Drei Herren hoch wachen sie über alltägliche Bilderfluten, schnipseln und montieren Ton und Bild neu zusammen und knallen saftige Beats darunter, die, allgemeinschlauerweise EBM = Electronic Body Music genannt, für Körper und Geist gleichwohl wichtig sein mögen. 1988 haben sie damit die schwarzkitteligen Teenies in Scharen aus der Deutschlandhalle getrieben, die nur ganz harmlos mal einen Abend mit Depeche Mode durchleiden wollten.

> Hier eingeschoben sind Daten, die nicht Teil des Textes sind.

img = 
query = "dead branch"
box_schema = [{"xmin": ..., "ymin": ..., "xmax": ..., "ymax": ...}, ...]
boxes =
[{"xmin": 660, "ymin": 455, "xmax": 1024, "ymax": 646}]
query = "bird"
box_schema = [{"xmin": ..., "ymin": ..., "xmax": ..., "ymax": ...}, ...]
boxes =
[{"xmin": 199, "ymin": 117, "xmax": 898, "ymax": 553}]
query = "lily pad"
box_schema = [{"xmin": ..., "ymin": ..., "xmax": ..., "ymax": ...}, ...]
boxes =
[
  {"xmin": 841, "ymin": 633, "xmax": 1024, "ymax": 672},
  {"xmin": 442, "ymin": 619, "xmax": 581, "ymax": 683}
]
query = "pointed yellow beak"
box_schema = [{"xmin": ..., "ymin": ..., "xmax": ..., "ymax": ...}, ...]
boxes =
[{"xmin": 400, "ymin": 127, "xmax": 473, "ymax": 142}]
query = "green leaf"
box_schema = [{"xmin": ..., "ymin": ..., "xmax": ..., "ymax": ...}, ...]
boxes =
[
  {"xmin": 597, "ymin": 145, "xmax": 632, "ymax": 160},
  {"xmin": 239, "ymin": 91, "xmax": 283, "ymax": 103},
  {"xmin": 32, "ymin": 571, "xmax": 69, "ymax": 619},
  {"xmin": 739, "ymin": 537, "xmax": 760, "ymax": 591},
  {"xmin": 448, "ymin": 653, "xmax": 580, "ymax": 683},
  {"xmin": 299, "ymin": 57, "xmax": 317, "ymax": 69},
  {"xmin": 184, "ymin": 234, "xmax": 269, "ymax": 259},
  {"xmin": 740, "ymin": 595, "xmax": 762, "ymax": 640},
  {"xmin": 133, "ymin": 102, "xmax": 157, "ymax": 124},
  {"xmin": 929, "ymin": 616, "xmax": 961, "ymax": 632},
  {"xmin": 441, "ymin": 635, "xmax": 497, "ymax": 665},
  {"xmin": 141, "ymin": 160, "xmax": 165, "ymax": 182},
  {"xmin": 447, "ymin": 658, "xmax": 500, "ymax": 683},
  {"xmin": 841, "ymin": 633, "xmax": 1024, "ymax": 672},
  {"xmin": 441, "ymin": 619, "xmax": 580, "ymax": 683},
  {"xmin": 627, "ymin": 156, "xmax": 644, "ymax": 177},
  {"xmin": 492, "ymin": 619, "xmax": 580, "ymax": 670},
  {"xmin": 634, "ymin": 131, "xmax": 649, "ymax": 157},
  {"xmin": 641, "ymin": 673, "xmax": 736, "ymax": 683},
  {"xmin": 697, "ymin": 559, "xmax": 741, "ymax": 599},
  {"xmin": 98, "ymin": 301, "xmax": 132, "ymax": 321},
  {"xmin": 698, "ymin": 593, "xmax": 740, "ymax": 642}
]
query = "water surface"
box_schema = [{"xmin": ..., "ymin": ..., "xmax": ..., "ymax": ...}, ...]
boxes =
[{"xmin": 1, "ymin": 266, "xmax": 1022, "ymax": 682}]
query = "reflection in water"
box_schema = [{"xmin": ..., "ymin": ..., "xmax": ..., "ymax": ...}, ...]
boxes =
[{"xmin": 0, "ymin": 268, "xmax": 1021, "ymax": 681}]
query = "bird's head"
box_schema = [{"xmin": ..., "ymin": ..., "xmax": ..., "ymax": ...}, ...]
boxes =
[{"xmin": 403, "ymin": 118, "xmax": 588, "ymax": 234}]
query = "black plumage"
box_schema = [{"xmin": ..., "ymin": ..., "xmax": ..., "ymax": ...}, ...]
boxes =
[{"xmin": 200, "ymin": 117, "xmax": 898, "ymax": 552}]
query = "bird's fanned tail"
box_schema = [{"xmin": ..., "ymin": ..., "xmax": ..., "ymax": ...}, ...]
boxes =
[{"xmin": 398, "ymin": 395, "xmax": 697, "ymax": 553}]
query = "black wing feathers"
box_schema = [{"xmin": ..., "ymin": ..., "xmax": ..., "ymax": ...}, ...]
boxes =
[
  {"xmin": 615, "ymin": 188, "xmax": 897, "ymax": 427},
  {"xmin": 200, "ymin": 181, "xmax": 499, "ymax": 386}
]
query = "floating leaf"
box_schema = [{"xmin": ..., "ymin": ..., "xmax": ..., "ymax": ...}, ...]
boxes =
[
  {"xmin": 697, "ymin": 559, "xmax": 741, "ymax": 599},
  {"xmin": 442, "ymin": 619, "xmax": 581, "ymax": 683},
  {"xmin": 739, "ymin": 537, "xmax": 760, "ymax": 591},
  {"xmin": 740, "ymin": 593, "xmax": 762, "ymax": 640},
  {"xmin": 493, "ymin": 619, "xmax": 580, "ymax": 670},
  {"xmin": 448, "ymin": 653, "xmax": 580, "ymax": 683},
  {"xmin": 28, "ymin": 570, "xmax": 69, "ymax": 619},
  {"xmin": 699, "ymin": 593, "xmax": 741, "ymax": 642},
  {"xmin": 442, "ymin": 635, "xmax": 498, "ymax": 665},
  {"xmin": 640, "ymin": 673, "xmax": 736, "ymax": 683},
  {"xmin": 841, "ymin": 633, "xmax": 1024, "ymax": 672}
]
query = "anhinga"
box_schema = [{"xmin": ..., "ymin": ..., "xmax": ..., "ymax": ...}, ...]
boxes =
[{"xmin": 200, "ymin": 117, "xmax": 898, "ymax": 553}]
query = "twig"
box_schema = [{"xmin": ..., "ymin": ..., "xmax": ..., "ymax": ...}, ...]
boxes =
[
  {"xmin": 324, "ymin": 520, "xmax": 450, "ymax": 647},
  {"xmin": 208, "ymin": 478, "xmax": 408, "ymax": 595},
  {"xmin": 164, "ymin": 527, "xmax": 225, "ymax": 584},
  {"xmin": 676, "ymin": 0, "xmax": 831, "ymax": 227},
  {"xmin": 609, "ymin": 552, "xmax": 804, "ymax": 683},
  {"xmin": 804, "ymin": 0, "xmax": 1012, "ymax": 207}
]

Mittlerweile stehen jedoch selbst Front 242 bei schulpflichtigen Vergnügungssüchtigen hoch im Kurs und machen den Herzen hart dampf. Was soll's, denn »letztendlich bringen sie Menschen zum Tanzen; darin ist nichts Schlechtes, und noch weniger in der Art wie Front dies tun: Ihre Herausforderung zielt ebenso auf den Geist wie auf den Körper. Front gehört zu Europa wie die Tragödie zum Individuum.«

Für alle, die sich einen Zarathustra als Hausmeister der EG wünschen, spielen Front 242 heute schon einmal die dazugehörige Krönungsmelodie: um 20 Uhr im Metropol. Harald Fricke (Foto: A. Verbaert)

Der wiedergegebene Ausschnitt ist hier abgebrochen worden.